The Aceman reveals why he doesn't drive his cars, why The Car Show failed and what he would like to do in the future.
Car guys and fans of laughing are no stranger to Adam Carolla. The star of hit shows MTV Loveline, The Man Show, and The Car Show, he has been gracing our screens for over 20 years. Most recently, the Aceman has focused on podcasts where his shows The Adam Carolla Podcast and the CarCast are among the mediums most popular. Adam recently took a few minutes out to chat with CarBuzz about his cars, his shows and his future.
CB: What are you driving right now? What's your daily driver? AC: Right now I'm driving a Jag XJR. CB: You got rid of the S4? We remember you didn't like the tiptronic on that thing. AC: The car was fine. The lease came up, I took it back, and Jag stepped up and paid for me to drive this car around for a year. So I said, why not? CB: Exactly, especially if it's Jag. We're familiar with your car collection. But while other top comedians like Seinfeld, Leno, and Tim Allen drive their expensive cars regularly, we know you don't like to drive your Lambos, why is that?
AC: First off, much like today, I'm in a hitting and go mode, I'm always hustling from one spot to the next, and always running five minutes behind. I don't know if it's me or my schedule. I have many different jobs, a lot of them are just spread out all over town and I couldn't imagine attempting to do that in one of those cars. Number two, I don't really like the attention or the focus when you drive down the street in a Miura and everyone looks at you thinking "Who's in that car?" Additionally, half the cars have something wrong with them that just prevents me from jumping in and taking off.
CB: Sure, they are 40 years old at this point. AC: There is always a little fuel leak or something going on and I know you're supposed to drive them and keep on top of them. I have this fantasy that once I get all my cars situated in the same place, under the same roof, I'm going to get some guy to start going through all of them, get them all on that program that they need to be on.

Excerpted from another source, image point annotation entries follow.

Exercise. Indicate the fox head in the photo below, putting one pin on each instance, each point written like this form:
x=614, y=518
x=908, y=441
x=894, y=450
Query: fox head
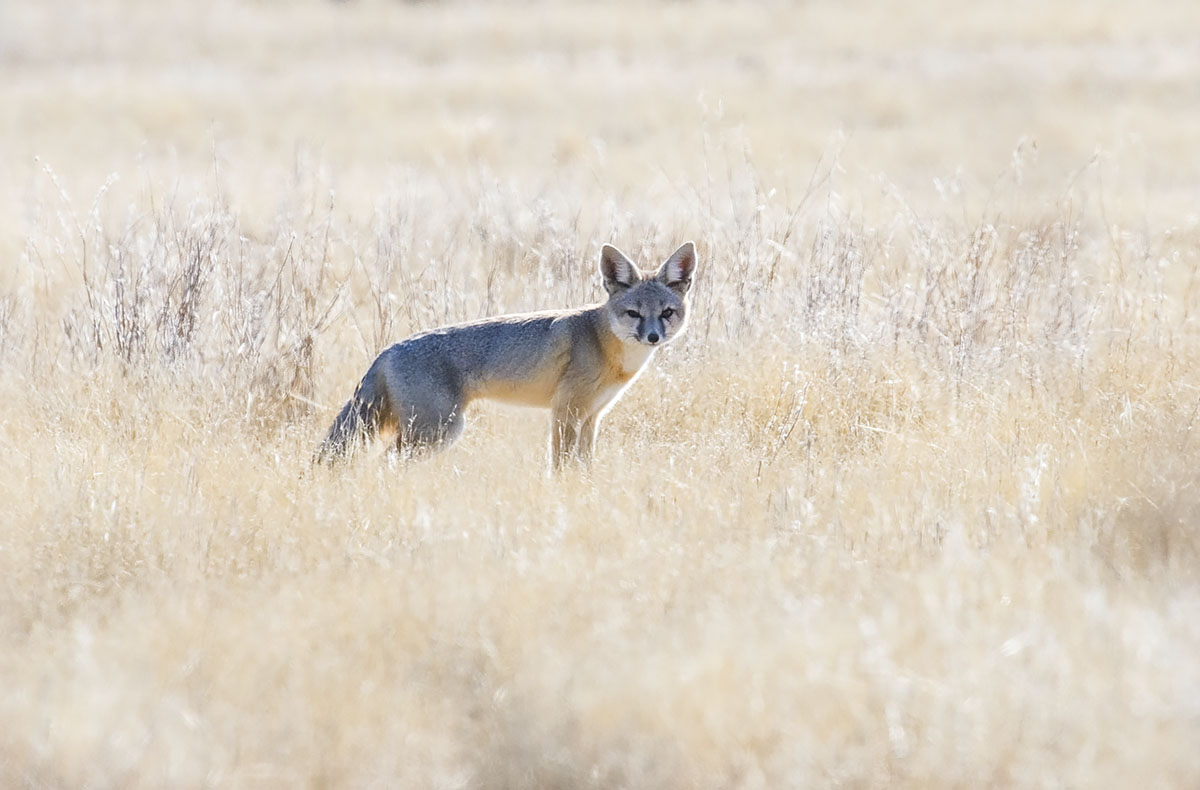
x=648, y=309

But right now they are basically just sitting around. They are protected, and they're in a good climate, but they're just kind of waiting.
CB: Not to mention the fact that a slight dent or a bit of damage here or there and you're looking at tens of thousands of dollars-worth of repairs. AC: Oh yeah, especially with people in Los Angeles. Look, if I lived in Monterey I'd probably be more able to take these things down a 17 mile drive on a Sunday. Los Angeles has illegals driving around with no insurance, running into everybody and tons of potholes. That's basically LA. CB: You're a big Datsun fan, as are we, and so was Paul Newman. You have five of his old racers? AC: Yeah, six, I think.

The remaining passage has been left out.